O nariz aquilino saboreava o próprio êxito; se tivesse mais poder, gostaria de ficar para assistir ao caos.

Quando se virava para partir, uma figura cambaleante se aproximou: vestia negro, trazia uma longa lâmina e parecia gravemente ferida.

O rosto estava coberto, impossível de reconhecer.

— O que houve? O que aconteceu lá? — perguntou o nariz aquilino com desagrado. — Eu disse inúmeras vezes: bastava atrair aqueles tolos para a armadilha! Quem desobedeceu e matou além do necessário?

De repente, o homem cambaleante acelerou, sua lâmina traçando um arco arrogante, semelhante a uma onda colossal, desabrochando como flores de pereira sob a tempestade.

O vento rugiu junto, um tigre feroz uivava; cada golpe era fatal, cercando os quatro homens, impedindo qualquer fuga.

— Não pode ser...

Em instantes, os três de negro foram engolidos pela luz branca; o estalo de ossos quebrando ecoou e logo desapareceram sob o ataque do tigre.

O nariz aquilino, prevendo o perigo, saltou para trás no exato momento em que Xiang Yuan desembainhou a lâmina. Sacou sua adaga da cintura e disse friamente:

— Impressionante que, entre tantos ineptos, surja alguém tão astuto. Vejo que está exausto; vai entrar na formação sozinho ou quer que eu o leve?

Não lamentou a morte dos companheiros, nem mesmo avisou sobre o disfarce de Xiang Yuan, que já tinha percebido.

Queria, na verdade, usar o momento para surpreender e ferir Xiang Yuan, mas ao ver a ferocidade da lâmina, forte e implacável, hesitou em atacar de imediato.

Era cauteloso e estável.

Xiang Yuan não pretendia perder tempo em conversa. Seu poder cresceu, e agora, confiante, preferia resolver com a lâmina do que com palavras.

Empunhando a arma, executou a refinada técnica da Lâmina do Tigre Cortador de Portas, usando o poder do vento para se mover leve e rápido, saltando diante do nariz aquilino. A lâmina cintilou como um raio, desferindo um golpe mortal, com a decisão e a coragem de uma águia cortando os céus.

O brilho da lâmina cortou o ar, frio como água de um lago gelado, simples e letal.

O nariz aquilino empalideceu. Embora o golpe parecesse comum, quem o enfrentava sentia a ameaça mortal.

Era direto e claro, fácil de seguir, mas a velocidade era estonteante, a força avassaladora, como avalanche ou trovão, preciso e agressivo, assustando quem tentasse defender.

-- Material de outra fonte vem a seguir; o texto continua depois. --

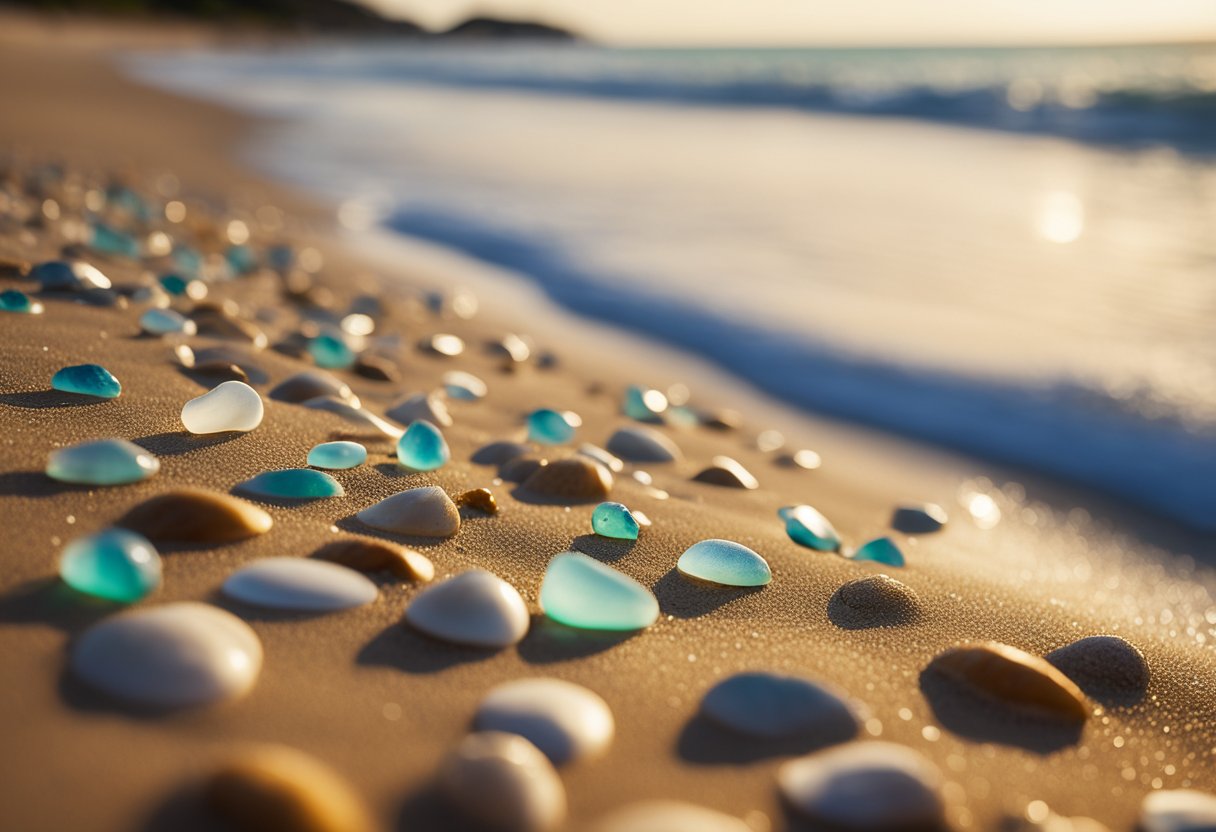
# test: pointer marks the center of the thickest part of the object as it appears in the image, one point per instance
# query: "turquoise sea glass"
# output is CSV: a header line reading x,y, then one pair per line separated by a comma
x,y
112,241
643,404
808,527
18,302
612,520
293,484
114,565
331,352
337,455
549,427
880,550
167,321
102,462
580,591
86,380
725,562
422,447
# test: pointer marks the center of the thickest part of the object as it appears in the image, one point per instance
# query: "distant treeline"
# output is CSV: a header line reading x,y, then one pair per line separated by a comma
x,y
316,15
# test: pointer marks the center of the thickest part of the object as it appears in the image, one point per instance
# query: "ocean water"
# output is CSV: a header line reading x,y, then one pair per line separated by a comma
x,y
1006,252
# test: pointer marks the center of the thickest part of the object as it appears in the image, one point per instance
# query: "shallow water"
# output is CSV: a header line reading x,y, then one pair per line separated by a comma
x,y
1036,291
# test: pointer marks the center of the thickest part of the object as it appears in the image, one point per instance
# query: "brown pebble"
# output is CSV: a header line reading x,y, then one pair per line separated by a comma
x,y
521,468
221,370
377,367
274,788
367,555
575,478
192,515
1107,668
1013,678
480,499
873,601
727,472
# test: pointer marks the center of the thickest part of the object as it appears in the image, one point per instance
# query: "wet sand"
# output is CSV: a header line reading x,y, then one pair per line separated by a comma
x,y
381,703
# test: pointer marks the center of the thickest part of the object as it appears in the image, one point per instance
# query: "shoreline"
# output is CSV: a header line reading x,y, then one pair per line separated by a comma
x,y
1040,579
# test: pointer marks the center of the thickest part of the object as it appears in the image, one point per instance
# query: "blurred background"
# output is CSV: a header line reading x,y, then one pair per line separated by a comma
x,y
988,225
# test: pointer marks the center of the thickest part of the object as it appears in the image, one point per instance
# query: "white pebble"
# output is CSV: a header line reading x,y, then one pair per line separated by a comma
x,y
231,406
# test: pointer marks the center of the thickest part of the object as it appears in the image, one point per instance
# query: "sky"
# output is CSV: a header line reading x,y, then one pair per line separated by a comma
x,y
840,22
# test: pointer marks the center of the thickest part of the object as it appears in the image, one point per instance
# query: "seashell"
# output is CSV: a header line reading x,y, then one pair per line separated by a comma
x,y
502,783
193,515
727,472
1013,678
873,601
274,787
426,512
369,555
642,444
576,479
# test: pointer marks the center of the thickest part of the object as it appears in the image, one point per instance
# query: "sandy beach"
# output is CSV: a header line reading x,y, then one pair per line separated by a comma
x,y
381,703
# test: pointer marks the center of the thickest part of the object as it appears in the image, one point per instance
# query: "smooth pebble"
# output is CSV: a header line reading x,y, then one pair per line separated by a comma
x,y
299,584
476,608
566,721
173,656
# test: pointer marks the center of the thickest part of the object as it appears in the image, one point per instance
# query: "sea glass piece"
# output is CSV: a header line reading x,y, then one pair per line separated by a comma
x,y
476,608
808,527
299,584
549,427
172,656
114,565
337,455
86,380
230,406
331,352
612,520
18,302
880,550
580,591
293,484
422,448
102,462
725,562
167,321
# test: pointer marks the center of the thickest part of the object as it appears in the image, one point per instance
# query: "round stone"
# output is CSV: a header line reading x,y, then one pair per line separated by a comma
x,y
668,816
178,655
612,520
872,786
86,380
806,527
230,406
873,601
767,706
580,591
1105,667
422,448
102,462
293,484
1177,810
337,455
642,444
725,562
426,512
113,565
504,783
564,720
474,608
299,584
191,515
1013,678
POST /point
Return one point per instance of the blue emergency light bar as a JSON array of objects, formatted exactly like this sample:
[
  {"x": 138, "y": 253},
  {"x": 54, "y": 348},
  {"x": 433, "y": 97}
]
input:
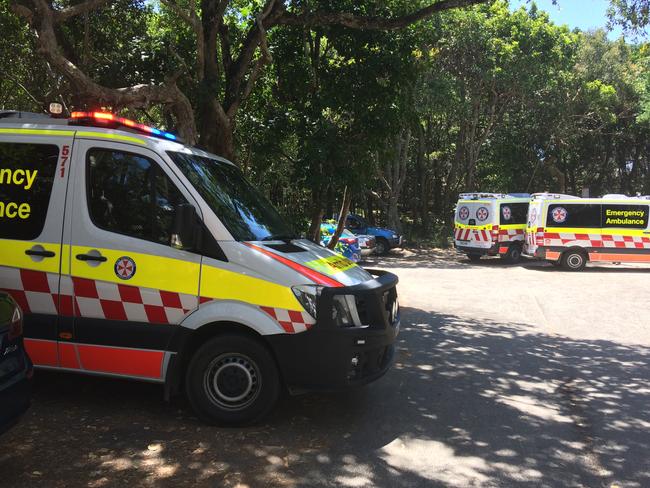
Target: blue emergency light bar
[{"x": 103, "y": 119}]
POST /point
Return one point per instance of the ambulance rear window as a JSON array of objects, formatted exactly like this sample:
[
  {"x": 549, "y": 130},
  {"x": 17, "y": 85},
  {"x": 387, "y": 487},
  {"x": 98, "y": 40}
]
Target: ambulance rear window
[
  {"x": 514, "y": 213},
  {"x": 26, "y": 180}
]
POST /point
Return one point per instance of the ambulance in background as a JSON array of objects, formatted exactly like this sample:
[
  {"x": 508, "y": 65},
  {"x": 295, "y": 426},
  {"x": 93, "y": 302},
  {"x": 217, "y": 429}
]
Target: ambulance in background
[
  {"x": 491, "y": 224},
  {"x": 571, "y": 231}
]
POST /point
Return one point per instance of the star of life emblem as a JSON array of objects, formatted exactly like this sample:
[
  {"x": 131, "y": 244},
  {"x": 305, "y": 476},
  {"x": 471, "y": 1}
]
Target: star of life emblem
[
  {"x": 559, "y": 214},
  {"x": 125, "y": 268}
]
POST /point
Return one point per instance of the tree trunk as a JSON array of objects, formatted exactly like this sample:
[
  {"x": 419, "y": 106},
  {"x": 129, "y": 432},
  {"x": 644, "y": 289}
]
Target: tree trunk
[
  {"x": 343, "y": 215},
  {"x": 316, "y": 218}
]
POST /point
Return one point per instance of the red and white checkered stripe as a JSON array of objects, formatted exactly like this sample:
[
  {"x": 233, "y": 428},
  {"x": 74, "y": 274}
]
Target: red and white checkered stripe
[
  {"x": 291, "y": 321},
  {"x": 507, "y": 235},
  {"x": 472, "y": 235},
  {"x": 595, "y": 240},
  {"x": 35, "y": 292}
]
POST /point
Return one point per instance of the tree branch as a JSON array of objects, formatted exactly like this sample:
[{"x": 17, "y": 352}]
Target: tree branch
[
  {"x": 42, "y": 20},
  {"x": 192, "y": 19},
  {"x": 81, "y": 8},
  {"x": 264, "y": 59},
  {"x": 319, "y": 18}
]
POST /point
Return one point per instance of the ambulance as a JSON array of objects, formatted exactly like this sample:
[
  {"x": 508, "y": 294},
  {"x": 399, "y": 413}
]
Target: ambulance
[
  {"x": 571, "y": 231},
  {"x": 491, "y": 224},
  {"x": 136, "y": 256}
]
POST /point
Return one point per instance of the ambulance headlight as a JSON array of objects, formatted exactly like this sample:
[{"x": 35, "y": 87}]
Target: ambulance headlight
[
  {"x": 344, "y": 311},
  {"x": 308, "y": 295}
]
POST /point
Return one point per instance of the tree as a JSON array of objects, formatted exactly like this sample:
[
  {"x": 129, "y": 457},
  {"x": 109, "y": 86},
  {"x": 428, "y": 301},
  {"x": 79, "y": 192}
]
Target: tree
[{"x": 229, "y": 54}]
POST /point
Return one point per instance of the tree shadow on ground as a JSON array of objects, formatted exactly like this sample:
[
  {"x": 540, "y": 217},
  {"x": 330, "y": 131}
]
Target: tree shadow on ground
[
  {"x": 436, "y": 258},
  {"x": 468, "y": 403}
]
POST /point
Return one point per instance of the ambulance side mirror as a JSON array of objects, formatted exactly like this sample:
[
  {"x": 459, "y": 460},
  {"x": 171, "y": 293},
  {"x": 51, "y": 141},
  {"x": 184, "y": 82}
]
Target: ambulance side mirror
[{"x": 186, "y": 228}]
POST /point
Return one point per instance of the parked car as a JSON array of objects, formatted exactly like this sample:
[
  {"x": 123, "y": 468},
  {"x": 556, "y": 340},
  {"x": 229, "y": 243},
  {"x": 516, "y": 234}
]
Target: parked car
[
  {"x": 367, "y": 244},
  {"x": 386, "y": 239},
  {"x": 348, "y": 244},
  {"x": 15, "y": 366}
]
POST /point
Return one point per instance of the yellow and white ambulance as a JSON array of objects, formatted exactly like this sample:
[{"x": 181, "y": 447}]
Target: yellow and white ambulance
[
  {"x": 491, "y": 224},
  {"x": 136, "y": 256},
  {"x": 571, "y": 231}
]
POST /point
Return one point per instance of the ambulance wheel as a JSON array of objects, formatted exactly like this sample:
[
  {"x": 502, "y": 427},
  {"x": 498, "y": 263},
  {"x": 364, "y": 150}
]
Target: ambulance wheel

Hábil em esquemas mas medíocre em combate, o nariz aquilino não ousou arriscar; usando passos hábeis, tentou desviar.

— Hã!

Xiang Yuan bradou no ar, o rugido do tigre amplificado pelo vento, ensurdecendo o inimigo e atordoando-o.

O passo do nariz aquilino vacilou; a lâmina do tigre veio em seu peito, e, ao desviar apressado, não conseguiu escapar totalmente. A lâmina penetrou a carne, partindo todas as costelas, e ele voou para trás, soltando um grito.

Xiang Yuan rebateu os projéteis lançados pelo inimigo agonizante e, a poucos metros de distância, observou-o morrer.

— Pode me matar, mas sua morte também está próxima. Em breve, a Seita dos Cinco Venenos chegará... eu te espero no inferno... — O nariz aquilino não terminou a frase; seu corpo foi consumido pelo fogo, virando cinzas num instante.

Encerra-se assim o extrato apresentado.